Mezz Debt v. Pref Equity

Mezzanine debt and preferred equity are both types of capital that can be used in real estate financing. They are both forms of "hybrid" capital, meaning that they have features of both debt and equity. However, there are some key differences between mezzanine debt and preferred equity.

Mezzanine debt is a type of debt capital that is typically used in real estate financing to provide additional financing to a project that has already been partially funded by a senior loan. Mezzanine debt is typically subordinated to the senior loan, meaning that in the event of default, the mezzanine lender will not be repaid until the senior lender has been repaid in full. Mezzanine debt typically carries a higher interest rate than senior debt and may include warrants or other equity-like features.

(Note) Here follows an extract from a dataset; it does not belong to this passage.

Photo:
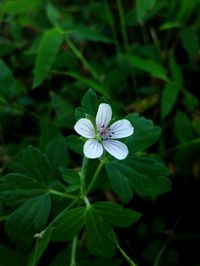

Preferred equity, on the other hand, is a type of equity capital that is typically used to provide additional capital to a real estate project. Preferred equity is similar to a traditional equity investment, but it may have some additional features, such as a preferred return or the right to a specific percentage of the profits. Preferred equity is typically subordinated to both senior debt and mezzanine debt, meaning that in the event of default, the preferred equity investor will not be repaid until the senior and mezzanine lenders have been repaid in full.

Overall, the main difference between mezzanine debt and preferred equity is the type of capital they represent. Mezzanine debt is a type of debt capital, while preferred equity is a type of equity capital.